Tom Cruise just sucks. That’s all. I see a trailer for a movie he’s going to be in, and I immediately have no interest in seeing it. Something about the guy just makes me want to go anywhere his face isn’t. You can argue that I’m just jealous of a five-foot-tall psychopathic control freak who constantly has to try to re-ingratiate himself to polite society, but I’m not alone. We are legion. When I’m at a function where I don’t know anyone, all I need to do is throw out an “Ugh, I hear Tom Cruise has a new movie coming out.” The ball only starts rolling from there. Soon a crowd is gathered, and we unite as brothers and sisters of humanity through our mutual disgust of Mr. Cruise.

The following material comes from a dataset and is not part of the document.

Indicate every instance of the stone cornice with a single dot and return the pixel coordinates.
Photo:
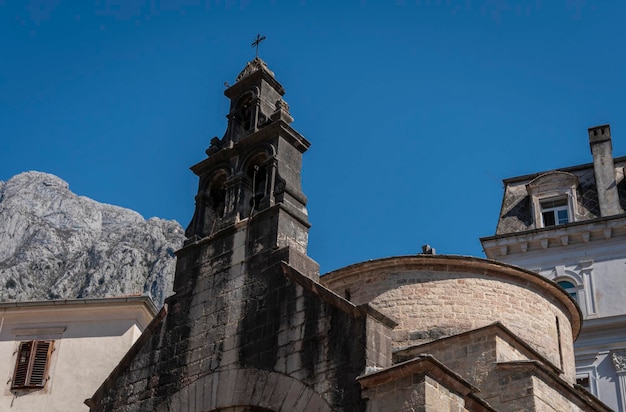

It’s not rational. It’s not even fair. But it’s damn near universal. Ray Bradbury wrote a short story about a man who hacks his way into the heart of an unexplored jungle. There he finds creatures whose very presence trigger a flight response in him. When he tries to fight it, he begins vomiting uncontrollably. There is no reason for him to feel this way. The creatures are tiny, harmless, and benevolent. Tom Cruise is like that: tiny and harmless (not sure about the benevolent part), but something about him makes my skin, and a lot of other people’s skin, crawl. Oh, and in the story, the creatures turn out to be the real earthlings, while we are descendants from Martians. I think the conclusion is pretty obvious there. I rest my case.